Bereits in der Basis-Version Ambiente ist
die Serienausstattung recht gut. Die Klimaanlage sowie Zentralverriegelung mit
Funkfernbedienung, der elektrisch höhenverstellbare Fahrersitz mit einstellbarer
Lendenwirbelstütze und Wärmeschutzverglasung sind Serie. Die vorhandene
Sicherheitsausstattung lässt außer ESP nichts zu wünschen übrig. Allerdings zahlt man
für elektrisch einstellbare Außenspiegel Aufpreis, elektrische Fensterheber hinten sind
in der Ambiente-Ausstattung nicht verfügbar. Beide Sonnenblenden sind mit Spiegeln
bestückt, als Sonderausstattung sind sie sogar beleuchtet zu haben. Das Brillenfach über
dem Innenspiegel ist allerdings nur für die Sonnenbrille eines Nicht-Brillenträgers
interessant. Zwei Mal über Kopf hantieren zum Wechsel der Brille kann es nicht sein.

Der 2-Liter-Ottomotor mit 145 PS ist eine
gute Wahl für den Mondeo mit seinen 1,4 t Leergewicht. Die Vierstufen-Automatik ist für
einen eingefleischten Handschalter nicht das Gelbe vom Ei, aber sorgt bei passend
dosiertem Umgang mit dem Gaspedal für ordentlichen Antritt und gute Leistungsentfaltung
beim Beschleunigen. Die Automatik schaltet sauber rauf und runter. Beim bloßen Kickdown
dreht der Motor aber nur unnötig hoch und zieht zäh an. Laufruhe und Durchzugsvermögen
gehören zu den wirklich guten Seiten des Duratec-HE-Motors.
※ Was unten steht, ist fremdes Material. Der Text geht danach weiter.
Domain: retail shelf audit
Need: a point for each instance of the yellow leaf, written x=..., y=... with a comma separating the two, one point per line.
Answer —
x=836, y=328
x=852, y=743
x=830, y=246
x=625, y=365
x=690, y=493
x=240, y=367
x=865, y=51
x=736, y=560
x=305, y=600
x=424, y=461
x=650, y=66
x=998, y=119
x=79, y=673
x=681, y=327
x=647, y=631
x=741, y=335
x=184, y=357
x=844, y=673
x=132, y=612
Wie sehr die Automatik die Motorleistung
dämpft, verraten die Leistungsdaten: Von Null auf Tempo 100 braucht er 11,4 Sekunden, mit
manueller Schaltung reichen 9,8 Sekunden. Seine Höchstgeschwindigkeit erreicht der
Automatik-Mondeo bei 190 km/h, der handgeschaltete Zweiliter-Mondeo schafft 215 km/h. Auch
beim Verbrauch macht sich die Automatik recht deutlich bemerkbar. 13,1 Liter Superbenzin
im Stadtverkehr, 7,3 Liter außerstädtisch und 9,4 Liter im gemischten Verbrauch nach
EU-Norm die Werte mit Schaltgetriebe liegen jeweils 1,4 bis 1,5 Liter darunter
(alles Herstellerangaben). Immerhin erfüllt auch die Automatik-Variante des
Zweiliter-Motors die Abgasnorm Euro 4.
Die Bremsen (Scheibenbremsen rundum,
vorne innenbelüftet) sind kräftig und gut dosierbar. Große Räder (16 Zoll) mit breiten
Reifen (205/55), große Bremsscheiben, elektronische Bremskraftverteilung und
Bremsassistent sorgen für schnelle, spurtreue Verzögerung.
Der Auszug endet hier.